Partnering with us are nationally recognized experts in the analysis and
presentation of health-care data from the Centers for Disease Control, Harvard
University, and University of California, San Francisco.
This important document will be the cornerstone for all of our advocacy
efforts regardless of arena. It will help to justify the expansion of our
specialty to meet the growing burden of musculoskeletal conditions, provide
supporting evidence for the expansion of musculoskeletal education in our
medical schools, further identify disparities in the treatment of
musculoskeletal conditions, and enhance funding in this area. This work will
provide important recognition of the orthopaedic community as leaders in
improving health care in this country. It will also provide the case statement
for increasing research dollars commensurate with the growing burden of
musculoskeletal disease.
Despite the increasing disparity between federal funds for musculoskeletal
research and the growing burden of musculoskeletal disease, we must remember
our good fortune. We have benefited from the visionary leadership of American
orthopaedics in the 1950s when the Orthopaedic Research and Education
Foundation (OREF) was established. As OREF celebrates its fiftieth anniversary
this year, we can look back proudly on its history of providing more than $58
million for orthopaedic research. These millions have funded more than 2100
research grants.
I cannot overemphasize the importance of supporting OREF for the future of
our specialty. While we all can't do research, we all can contribute to the
future of our specialty by making an annual contribution to OREF. This is the
one way that we all have to give something back to the specialty that has
given us so much and has helped us to improve the quality of life for millions
of patients.
In the advocacy arena, the Academy has played and will continue to play a
leadership role. Our efforts began in 1979 when we established our Washington
office to confront issues of musculoskeletal research funding. In 1997, the
Academy established the American Association of Orthopaedic Surgeons to meet
the ever-increasing advocacy needs of our members and our patients, and to
make these efforts more effective. This year, we will continue to expand our
advocacy efforts to the specialty societies. These efforts and the political
capital developed by the Academy over the last twenty-five years must be
strengthened by developing a unified, specialty-wide advocacy agenda.

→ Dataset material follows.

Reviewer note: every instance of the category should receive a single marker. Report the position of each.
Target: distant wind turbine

The AAOS has played a leadership role among medical specialty societies in
founding and leading the major coalitions addressing the important global
issues of the day. We founded the NIAMS (National Institute of Arthritis and
Musculoskeletal and Skin Diseases) Coalition, the Practice Expense Coalition,
the Alliance for Specialty Medicine, and, most recently, Doctors for Medical
Liability Reform, a 230,000-physician-strong coalition with the sole goal of
bringing about federal medical liability reform.
The current medical liability crisis is profoundly changing the landscape
of American medicine and health-care delivery by limiting patient access to
care in a growing number of states. Access is affected because physicians
change their practices, eliminate high-risk procedures, stop emergency-room
coverage, eliminate trauma care, retire early, or move their practices to
states with more favorable medical liability climates. While all doctors are
affected, the high-risk specialties (orthopaedics, neurosurgery, obstetrics,
emergency medicine, and surgery) have been hit especially hard.

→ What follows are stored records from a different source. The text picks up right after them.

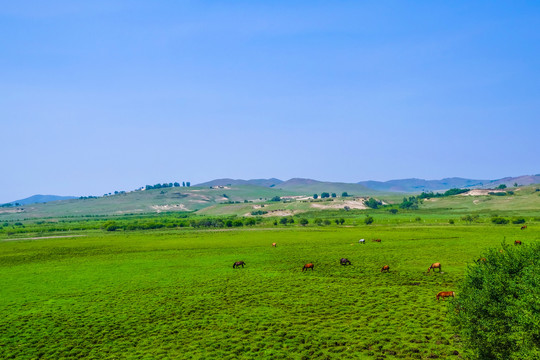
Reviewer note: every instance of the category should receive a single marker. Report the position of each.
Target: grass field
(174, 294)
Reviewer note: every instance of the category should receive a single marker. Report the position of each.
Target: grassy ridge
(174, 294)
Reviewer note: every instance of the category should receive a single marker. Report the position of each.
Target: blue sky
(99, 96)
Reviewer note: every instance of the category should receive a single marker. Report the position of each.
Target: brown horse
(238, 264)
(435, 266)
(444, 294)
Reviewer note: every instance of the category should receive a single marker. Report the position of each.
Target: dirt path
(44, 237)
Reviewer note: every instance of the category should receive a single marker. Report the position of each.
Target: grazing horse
(308, 266)
(444, 294)
(238, 264)
(435, 266)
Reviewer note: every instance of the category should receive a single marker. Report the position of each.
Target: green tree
(496, 308)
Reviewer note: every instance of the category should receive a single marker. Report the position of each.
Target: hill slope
(41, 199)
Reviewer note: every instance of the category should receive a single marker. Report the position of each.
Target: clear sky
(105, 95)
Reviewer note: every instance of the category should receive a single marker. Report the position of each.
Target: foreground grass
(175, 295)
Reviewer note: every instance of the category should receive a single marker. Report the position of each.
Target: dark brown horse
(435, 266)
(445, 294)
(308, 266)
(238, 264)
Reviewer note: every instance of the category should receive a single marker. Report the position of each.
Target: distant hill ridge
(41, 199)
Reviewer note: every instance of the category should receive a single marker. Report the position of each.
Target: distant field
(173, 294)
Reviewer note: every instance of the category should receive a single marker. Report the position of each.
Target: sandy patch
(280, 213)
(175, 207)
(353, 204)
(480, 192)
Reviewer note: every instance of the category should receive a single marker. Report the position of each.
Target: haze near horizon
(112, 95)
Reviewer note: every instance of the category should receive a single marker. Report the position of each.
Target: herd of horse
(385, 268)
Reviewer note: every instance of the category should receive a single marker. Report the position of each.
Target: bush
(499, 220)
(496, 309)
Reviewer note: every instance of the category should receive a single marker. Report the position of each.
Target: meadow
(172, 293)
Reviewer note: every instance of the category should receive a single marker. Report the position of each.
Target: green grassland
(174, 294)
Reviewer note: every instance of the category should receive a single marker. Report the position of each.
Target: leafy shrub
(496, 309)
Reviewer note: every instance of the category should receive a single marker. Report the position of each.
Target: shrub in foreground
(496, 309)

The most important relationship damaged by the current crisis is the
doctor-patient relationship. Many physicians now view patients as potential
adversaries11. Such
an attitude results in the ordering of unnecessary tests and studies,
dramatically increasing the cost of health care.

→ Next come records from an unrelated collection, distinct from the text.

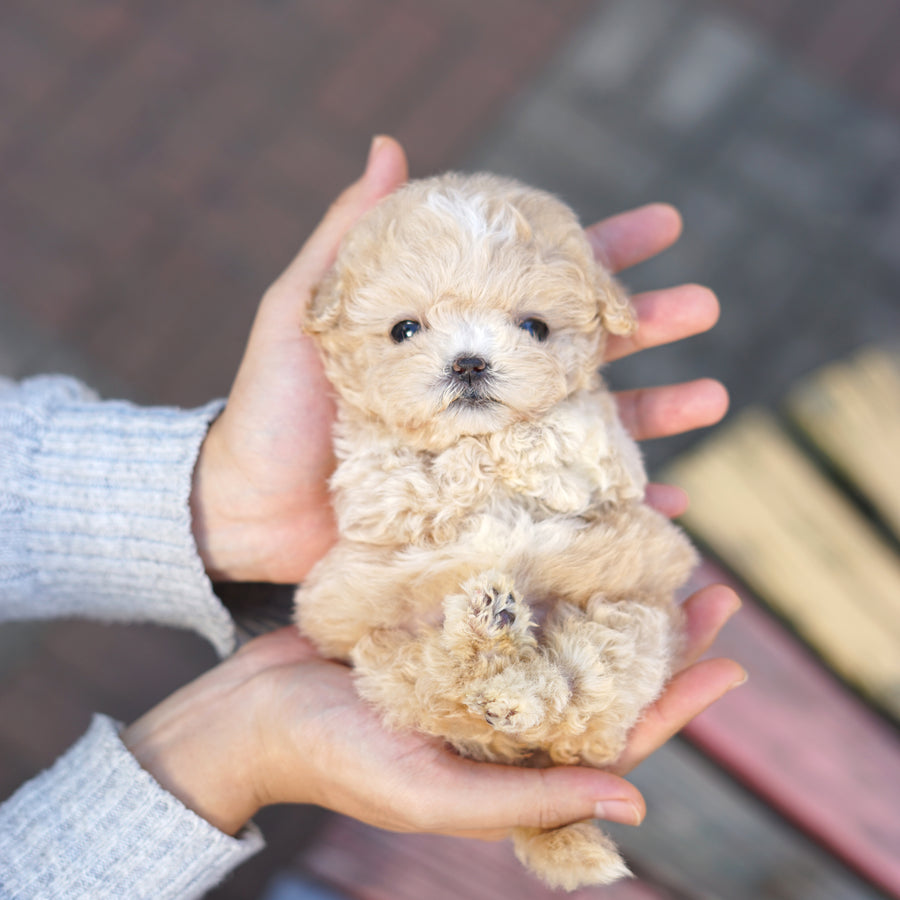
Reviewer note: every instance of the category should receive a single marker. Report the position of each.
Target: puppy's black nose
(469, 368)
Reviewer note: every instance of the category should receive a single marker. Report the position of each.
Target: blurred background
(161, 161)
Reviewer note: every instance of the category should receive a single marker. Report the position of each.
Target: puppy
(498, 581)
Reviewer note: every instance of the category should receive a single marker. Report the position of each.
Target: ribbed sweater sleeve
(94, 510)
(96, 826)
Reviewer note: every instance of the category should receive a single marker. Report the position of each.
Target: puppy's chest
(399, 496)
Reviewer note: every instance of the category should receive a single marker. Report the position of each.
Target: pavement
(160, 162)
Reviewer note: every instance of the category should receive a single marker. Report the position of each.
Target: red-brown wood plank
(806, 744)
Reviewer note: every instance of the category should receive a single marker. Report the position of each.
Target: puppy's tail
(570, 857)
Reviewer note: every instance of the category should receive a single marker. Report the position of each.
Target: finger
(706, 612)
(499, 797)
(668, 499)
(688, 694)
(666, 316)
(663, 411)
(631, 237)
(386, 169)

To give you an idea of the extent of the problem, as of July 2004, there
was no neurosurgical coverage in the southern half of the state of Illinois.
Kentucky had lost one-third of its obstetricians, and seventy counties there
were without obstetrical care. Two-thirds of the emergency rooms in this
country are at risk because of problems with the availability of on-call
specialty coverage.
One of the saddest aspects of the current crisis is its effect on the
career choices of medical students. Last year, only 65% of first-year
residencies in obstetrics and gynecology in the United States were filled by
American
graduates12.
In orthopaedic surgery, we still have an abundance of qualified applicants
but the liability crisis is palpably affecting their choice of specialties
within orthopaedics and their practice locations. The future is not bright
without a resolution of this problem.
The AAOS Board of Directors recognizes that the medical liability crisis is
the number-one issue affecting our members' ability to practice. The AAOS has
devoted considerable financial resources and has made a total organizational
commitment to achieve meaningful federal medical liability reform and
constitutionally sustainable state-level reform.
During this past election cycle, we were able to support orthopaedic
society campaign efforts to gain liability reform in all ten states that
applied for funds. I am very proud to say that we have been able to achieve
successes in five of those states, with substantial inroads made in others. We
will continue to help state orthopaedic societies in their quest to obtain
meaningful and constitutionally sustainable medical liability reform during
the next election cycle.
On the federal front, medical liability reform enjoyed the support of
President Bush during his first term. The House of Representatives passed
legislation twice in 2003 and 2004. However, we were blocked time and time
again by the United States Senate, which would not allow any bill to get to
House-Senate conference committee for discussion.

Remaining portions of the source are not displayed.